SOCL B225 Women in Society
A study of the contemporary experiences of women of color in the Global South. The household, workplace, community, and the nation-state, and the positions of women in the private and public spheres are compared cross-culturally. Topics include feminism, identity and self-esteem; globalization and transnational social movements and tensions and transitions encountered as nations embark upon development.
Approach: Cross-Cultural Analysis (CC)
Counts towards: Africana Studies; Child and Family Studies; Gender and Sexuality Studies
Units: 1.0
(Not Offered 2014-2015)

SOCL B258 Sociology of Education
Major sociological theories of the relationships between education and society, focusing on the effects of education on inequality in the United States and the historical development of primary, secondary, and post-secondary education in the United States. Other topics include education and social selection, testing and tracking, and micro- and macro-explanations of differences in educational outcomes. This is a Praxis I course; placements are in local schools.
Approach: Cross-Cultural Analysis (CC)
Counts towards: Child and Family Studies; Praxis Program
Units: 1.0
(Not Offered 2014-2015)

SOCL B266 Schools in American Cities
This course examines issues, challenges, and possibilities of urban education in contemporary America. We use as critical lenses issues of race, class, and culture; urban learners, teachers, and school systems; and restructuring and reform.

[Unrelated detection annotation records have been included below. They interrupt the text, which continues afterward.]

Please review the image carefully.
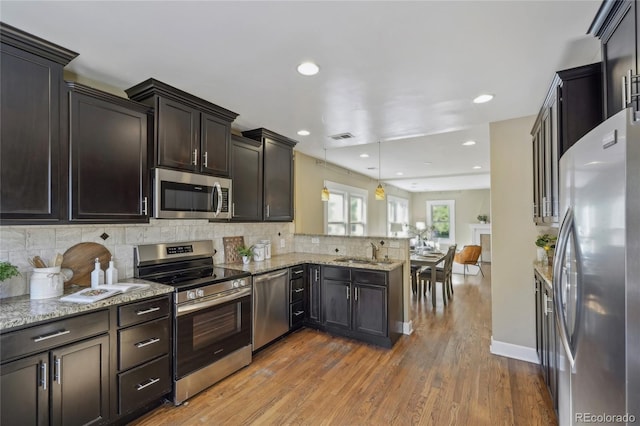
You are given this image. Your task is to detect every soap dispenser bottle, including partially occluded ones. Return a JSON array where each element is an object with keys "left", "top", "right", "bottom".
[
  {"left": 106, "top": 258, "right": 118, "bottom": 285},
  {"left": 91, "top": 257, "right": 104, "bottom": 288}
]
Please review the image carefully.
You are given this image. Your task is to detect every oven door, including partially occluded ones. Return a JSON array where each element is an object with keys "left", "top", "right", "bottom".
[{"left": 174, "top": 288, "right": 251, "bottom": 380}]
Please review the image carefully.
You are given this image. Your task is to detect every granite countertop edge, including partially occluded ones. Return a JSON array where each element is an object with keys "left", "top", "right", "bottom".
[{"left": 0, "top": 278, "right": 173, "bottom": 333}]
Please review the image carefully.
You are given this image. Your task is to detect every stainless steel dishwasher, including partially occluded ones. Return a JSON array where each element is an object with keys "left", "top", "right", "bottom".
[{"left": 252, "top": 269, "right": 289, "bottom": 351}]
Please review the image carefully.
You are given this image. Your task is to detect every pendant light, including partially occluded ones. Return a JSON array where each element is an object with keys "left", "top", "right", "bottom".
[
  {"left": 320, "top": 148, "right": 329, "bottom": 201},
  {"left": 376, "top": 141, "right": 384, "bottom": 201}
]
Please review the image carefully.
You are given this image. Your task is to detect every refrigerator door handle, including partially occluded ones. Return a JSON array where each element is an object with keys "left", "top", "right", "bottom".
[{"left": 553, "top": 207, "right": 575, "bottom": 370}]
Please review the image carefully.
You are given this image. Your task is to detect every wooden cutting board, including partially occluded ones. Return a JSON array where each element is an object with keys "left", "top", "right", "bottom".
[
  {"left": 62, "top": 243, "right": 111, "bottom": 287},
  {"left": 222, "top": 237, "right": 244, "bottom": 263}
]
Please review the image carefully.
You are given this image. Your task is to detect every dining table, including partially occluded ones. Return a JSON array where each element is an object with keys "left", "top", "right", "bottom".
[{"left": 409, "top": 251, "right": 447, "bottom": 308}]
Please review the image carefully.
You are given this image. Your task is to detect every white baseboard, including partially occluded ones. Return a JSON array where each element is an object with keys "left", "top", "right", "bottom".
[{"left": 489, "top": 336, "right": 540, "bottom": 364}]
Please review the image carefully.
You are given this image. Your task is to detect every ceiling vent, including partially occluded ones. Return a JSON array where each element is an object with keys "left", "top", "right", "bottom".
[{"left": 329, "top": 132, "right": 353, "bottom": 141}]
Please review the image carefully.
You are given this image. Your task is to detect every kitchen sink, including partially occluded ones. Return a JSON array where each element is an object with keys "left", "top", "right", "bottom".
[{"left": 333, "top": 257, "right": 393, "bottom": 265}]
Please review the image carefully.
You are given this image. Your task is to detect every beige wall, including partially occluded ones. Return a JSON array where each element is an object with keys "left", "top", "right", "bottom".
[
  {"left": 490, "top": 116, "right": 538, "bottom": 348},
  {"left": 294, "top": 151, "right": 411, "bottom": 236},
  {"left": 410, "top": 189, "right": 491, "bottom": 247}
]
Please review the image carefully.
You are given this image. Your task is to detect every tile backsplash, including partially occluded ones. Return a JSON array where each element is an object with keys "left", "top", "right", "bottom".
[{"left": 0, "top": 219, "right": 294, "bottom": 298}]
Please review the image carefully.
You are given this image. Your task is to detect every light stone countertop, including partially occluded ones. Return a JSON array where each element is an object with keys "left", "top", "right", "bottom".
[
  {"left": 0, "top": 278, "right": 173, "bottom": 332},
  {"left": 216, "top": 253, "right": 404, "bottom": 275}
]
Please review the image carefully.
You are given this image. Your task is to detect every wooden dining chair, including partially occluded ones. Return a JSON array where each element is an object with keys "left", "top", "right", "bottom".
[
  {"left": 418, "top": 244, "right": 457, "bottom": 305},
  {"left": 453, "top": 245, "right": 484, "bottom": 277}
]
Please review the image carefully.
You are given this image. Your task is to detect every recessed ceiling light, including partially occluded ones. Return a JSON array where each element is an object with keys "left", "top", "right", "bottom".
[
  {"left": 473, "top": 94, "right": 493, "bottom": 104},
  {"left": 298, "top": 62, "right": 320, "bottom": 75}
]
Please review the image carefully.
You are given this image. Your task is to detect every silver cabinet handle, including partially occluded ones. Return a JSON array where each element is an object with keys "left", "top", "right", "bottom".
[
  {"left": 54, "top": 358, "right": 62, "bottom": 385},
  {"left": 134, "top": 337, "right": 160, "bottom": 349},
  {"left": 32, "top": 330, "right": 71, "bottom": 343},
  {"left": 136, "top": 377, "right": 160, "bottom": 390},
  {"left": 136, "top": 306, "right": 160, "bottom": 315},
  {"left": 40, "top": 362, "right": 47, "bottom": 390}
]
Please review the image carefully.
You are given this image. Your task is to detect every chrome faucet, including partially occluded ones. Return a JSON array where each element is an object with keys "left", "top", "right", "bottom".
[{"left": 371, "top": 243, "right": 380, "bottom": 260}]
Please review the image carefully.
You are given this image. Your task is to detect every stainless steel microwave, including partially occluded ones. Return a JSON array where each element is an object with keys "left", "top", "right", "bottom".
[{"left": 153, "top": 168, "right": 231, "bottom": 219}]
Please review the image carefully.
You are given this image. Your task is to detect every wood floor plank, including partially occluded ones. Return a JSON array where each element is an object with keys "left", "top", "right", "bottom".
[{"left": 132, "top": 265, "right": 557, "bottom": 426}]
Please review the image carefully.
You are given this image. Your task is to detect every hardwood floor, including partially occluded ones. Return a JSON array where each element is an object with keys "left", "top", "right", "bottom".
[{"left": 133, "top": 265, "right": 557, "bottom": 426}]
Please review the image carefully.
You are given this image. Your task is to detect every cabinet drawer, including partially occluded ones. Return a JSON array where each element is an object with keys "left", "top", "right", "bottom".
[
  {"left": 0, "top": 310, "right": 109, "bottom": 361},
  {"left": 322, "top": 266, "right": 351, "bottom": 281},
  {"left": 289, "top": 300, "right": 305, "bottom": 328},
  {"left": 118, "top": 296, "right": 171, "bottom": 327},
  {"left": 118, "top": 318, "right": 170, "bottom": 370},
  {"left": 353, "top": 269, "right": 387, "bottom": 285},
  {"left": 118, "top": 355, "right": 171, "bottom": 414}
]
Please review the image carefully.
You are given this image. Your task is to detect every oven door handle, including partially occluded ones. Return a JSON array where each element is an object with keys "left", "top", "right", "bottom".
[{"left": 176, "top": 287, "right": 251, "bottom": 316}]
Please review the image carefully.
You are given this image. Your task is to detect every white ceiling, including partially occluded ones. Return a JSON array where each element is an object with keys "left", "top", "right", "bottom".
[{"left": 0, "top": 0, "right": 600, "bottom": 192}]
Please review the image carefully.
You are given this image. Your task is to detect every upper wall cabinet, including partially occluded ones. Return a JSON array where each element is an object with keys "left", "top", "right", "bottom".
[
  {"left": 126, "top": 79, "right": 238, "bottom": 176},
  {"left": 0, "top": 23, "right": 78, "bottom": 224},
  {"left": 531, "top": 62, "right": 603, "bottom": 224},
  {"left": 67, "top": 83, "right": 152, "bottom": 222},
  {"left": 589, "top": 0, "right": 640, "bottom": 118},
  {"left": 242, "top": 128, "right": 298, "bottom": 222}
]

While we look at urban education nationally over several decades, we use Philadelphia as a focal “case” that students investigate through documents and school placements. This is a Praxis II course (weekly fieldwork in a school required)

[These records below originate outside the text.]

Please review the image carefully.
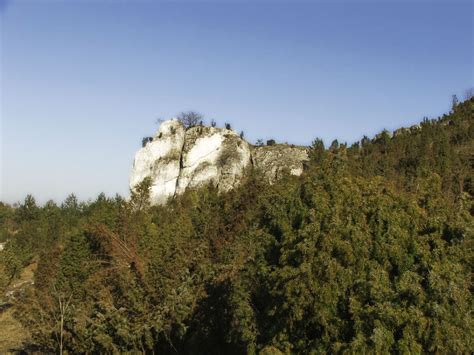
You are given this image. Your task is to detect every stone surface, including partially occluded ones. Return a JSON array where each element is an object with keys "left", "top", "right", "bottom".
[
  {"left": 176, "top": 126, "right": 250, "bottom": 194},
  {"left": 130, "top": 119, "right": 308, "bottom": 204},
  {"left": 130, "top": 120, "right": 185, "bottom": 204}
]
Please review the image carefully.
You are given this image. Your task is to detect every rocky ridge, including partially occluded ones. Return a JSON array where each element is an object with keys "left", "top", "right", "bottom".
[{"left": 130, "top": 119, "right": 308, "bottom": 204}]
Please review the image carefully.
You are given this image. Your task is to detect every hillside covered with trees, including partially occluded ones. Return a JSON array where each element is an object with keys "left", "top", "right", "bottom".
[{"left": 0, "top": 98, "right": 474, "bottom": 354}]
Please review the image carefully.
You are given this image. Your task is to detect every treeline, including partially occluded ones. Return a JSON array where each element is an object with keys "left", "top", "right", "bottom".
[{"left": 0, "top": 99, "right": 474, "bottom": 354}]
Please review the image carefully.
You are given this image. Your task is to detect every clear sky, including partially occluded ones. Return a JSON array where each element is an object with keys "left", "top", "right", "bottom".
[{"left": 0, "top": 0, "right": 474, "bottom": 203}]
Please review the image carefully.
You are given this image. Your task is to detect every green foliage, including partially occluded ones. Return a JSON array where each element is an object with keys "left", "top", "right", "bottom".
[{"left": 0, "top": 99, "right": 474, "bottom": 354}]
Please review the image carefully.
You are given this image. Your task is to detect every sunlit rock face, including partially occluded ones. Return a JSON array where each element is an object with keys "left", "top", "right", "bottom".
[
  {"left": 130, "top": 119, "right": 186, "bottom": 204},
  {"left": 130, "top": 119, "right": 308, "bottom": 204},
  {"left": 252, "top": 144, "right": 308, "bottom": 183}
]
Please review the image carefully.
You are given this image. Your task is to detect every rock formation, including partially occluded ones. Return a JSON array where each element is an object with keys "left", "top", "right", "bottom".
[{"left": 130, "top": 119, "right": 308, "bottom": 204}]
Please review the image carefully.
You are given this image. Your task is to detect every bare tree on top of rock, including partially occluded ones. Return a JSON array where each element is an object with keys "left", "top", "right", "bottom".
[
  {"left": 177, "top": 111, "right": 203, "bottom": 128},
  {"left": 464, "top": 88, "right": 474, "bottom": 100}
]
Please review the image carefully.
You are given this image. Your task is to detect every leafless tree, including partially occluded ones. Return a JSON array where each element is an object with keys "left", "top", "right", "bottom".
[
  {"left": 53, "top": 286, "right": 72, "bottom": 355},
  {"left": 177, "top": 111, "right": 203, "bottom": 128}
]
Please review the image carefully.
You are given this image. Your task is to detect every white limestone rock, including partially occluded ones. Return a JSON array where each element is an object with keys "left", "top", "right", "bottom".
[
  {"left": 252, "top": 144, "right": 309, "bottom": 183},
  {"left": 130, "top": 119, "right": 308, "bottom": 205},
  {"left": 176, "top": 126, "right": 250, "bottom": 194}
]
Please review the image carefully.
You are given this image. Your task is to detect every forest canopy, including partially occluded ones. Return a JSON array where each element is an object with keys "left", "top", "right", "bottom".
[{"left": 0, "top": 98, "right": 474, "bottom": 354}]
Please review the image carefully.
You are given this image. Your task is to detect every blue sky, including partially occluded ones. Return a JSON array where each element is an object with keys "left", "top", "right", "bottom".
[{"left": 0, "top": 0, "right": 474, "bottom": 203}]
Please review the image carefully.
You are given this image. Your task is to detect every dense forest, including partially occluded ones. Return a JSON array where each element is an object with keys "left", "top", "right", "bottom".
[{"left": 0, "top": 98, "right": 474, "bottom": 354}]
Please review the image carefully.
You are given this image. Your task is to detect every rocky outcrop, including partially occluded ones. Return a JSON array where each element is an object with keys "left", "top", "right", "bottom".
[
  {"left": 130, "top": 119, "right": 308, "bottom": 204},
  {"left": 176, "top": 126, "right": 250, "bottom": 194},
  {"left": 252, "top": 144, "right": 308, "bottom": 183},
  {"left": 130, "top": 120, "right": 186, "bottom": 204}
]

Approach: Cross-Cultural Analysis (CC)
Counts towards: Africana Studies; Child and Family Studies; Praxis Program
Crosslisting(s): EDUC-B266; CITY-B266
Units: 1.0
Instructor(s):Cohen,J.
(Spring 2015)

SOWK B575 Global Public Health
This course will use three overarching concepts of globalization, social justice and community to help students to define and explore the idea of public health and to decide for themselves where responsibilities for the public health lie. The first half of the course will have a global focus with an exploration of the evolution of some public health policy infrastructures in parts of Africa, India, the former Soviet Union and the United States. The second half will focus on the attempts of the United States to manage the public health through an exploration of examples of federal health legislation and the populations that they are intended to address. Major health legislation includes: soldiers’ and veterans’ benefits, Maternal and Child Health, Medicaid, Medicare, and laws related to the protection of the frail elderly. The subject of HIV/AIDS will be used to review all of the concepts and issues of the course.